Spinoza answered this question of why Jews suffer and eliminated Yahweh from the picture. Goldstein called this the “ultimate betrayal” (164) of the Jews who believed in a literal God. Many Jews have given up their literalistic beliefs and continued to participate in cultural traditions and are frequently called reformed, secular, or humanistic Jews. Secular Jews may have gained a great deal of inspiration from Spinoza, the man who was brave enough to publicly challenge centuries of thinkers and texts that were believed to be divinely inspired at a time in which no one else did in the Jewish community. Goldstein notes that secularism was unthinkable in Spinoza’s time (12) and he was the first modern Jew (26). Non-theists are standing on the shoulders of Spinoza in many ways.
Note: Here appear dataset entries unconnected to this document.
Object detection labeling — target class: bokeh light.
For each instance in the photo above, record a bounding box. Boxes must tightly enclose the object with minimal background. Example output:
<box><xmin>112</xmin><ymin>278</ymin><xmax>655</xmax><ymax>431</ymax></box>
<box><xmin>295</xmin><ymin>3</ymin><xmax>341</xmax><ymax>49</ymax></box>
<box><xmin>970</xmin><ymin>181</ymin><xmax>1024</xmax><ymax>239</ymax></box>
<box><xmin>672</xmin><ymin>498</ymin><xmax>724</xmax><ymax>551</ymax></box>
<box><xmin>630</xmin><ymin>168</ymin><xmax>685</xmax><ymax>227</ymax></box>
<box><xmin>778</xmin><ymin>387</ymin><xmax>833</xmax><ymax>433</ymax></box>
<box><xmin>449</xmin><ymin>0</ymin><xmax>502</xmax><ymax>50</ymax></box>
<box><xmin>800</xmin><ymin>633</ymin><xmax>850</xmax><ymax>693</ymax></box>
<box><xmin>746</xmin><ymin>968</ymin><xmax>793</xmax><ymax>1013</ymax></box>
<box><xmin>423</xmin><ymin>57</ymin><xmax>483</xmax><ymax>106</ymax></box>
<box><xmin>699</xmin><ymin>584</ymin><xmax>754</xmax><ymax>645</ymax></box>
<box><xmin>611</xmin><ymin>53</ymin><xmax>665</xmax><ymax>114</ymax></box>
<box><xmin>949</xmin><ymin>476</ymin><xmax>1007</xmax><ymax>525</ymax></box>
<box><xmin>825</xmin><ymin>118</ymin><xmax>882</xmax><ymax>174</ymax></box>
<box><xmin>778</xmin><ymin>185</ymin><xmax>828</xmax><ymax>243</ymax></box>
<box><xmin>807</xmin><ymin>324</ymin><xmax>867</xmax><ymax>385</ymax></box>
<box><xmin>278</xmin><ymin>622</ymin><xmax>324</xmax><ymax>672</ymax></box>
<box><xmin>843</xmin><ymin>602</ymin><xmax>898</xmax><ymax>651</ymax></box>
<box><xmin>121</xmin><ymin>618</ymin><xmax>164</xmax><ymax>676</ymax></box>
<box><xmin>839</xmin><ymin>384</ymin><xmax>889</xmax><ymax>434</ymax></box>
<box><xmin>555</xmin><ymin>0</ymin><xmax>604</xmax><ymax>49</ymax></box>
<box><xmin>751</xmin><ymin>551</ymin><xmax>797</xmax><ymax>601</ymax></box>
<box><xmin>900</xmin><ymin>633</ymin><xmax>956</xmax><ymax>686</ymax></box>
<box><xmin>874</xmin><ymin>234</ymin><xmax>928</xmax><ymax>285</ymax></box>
Goldstein noted that Spinoza’s city of Amsterdam was quite a tolerant place, but I don’t think she expounded upon Spinoza’s ideas of toleration or direct influences upon the founding fathers’ beliefs about free speech and separation of church and state. I believe that Goldstein focused too much on Jewish history and not enough on the specifics of Spinoza’s philosophy. The detail regarding Spinoza’s excommunication was quite in-depth and allowed the reader to understand the severity and the implications of the unforgivable excommunication that Spinoza was faced with.
I felt that this book was a good introduction into Spinoza and would be a great springboard into other works, but to learn more I would have to read a book that was more focused on Spinoza’s philosophy. The concept of the detached self that Spinoza had was present in Thomas Nagel’s The View From Nowhere, so I’m able to understand the influence that Spinoza had regarding this item, but only because I read Nagel’s book. Goldstein could have expanded on this idea of the detached self. Goldstein did an excellent job detailing Spinoza’s life, his environment, and describing the basics of Spinoza’s philosophy, but I yearn for more detailed explanations of Spinoza’s philosophy. More than anything else in Goldstein’s book, I learned about Jewish history. If I were a reviewer of books, I would rate this book as four stars out of five.
Bennett, Jonathan. Learning From Six Philosophers. 1. New York: Oxford, 2001. Print.
Goldstein, Rebecca. Betraying Spinoza. New York: Random House, 2006. Print.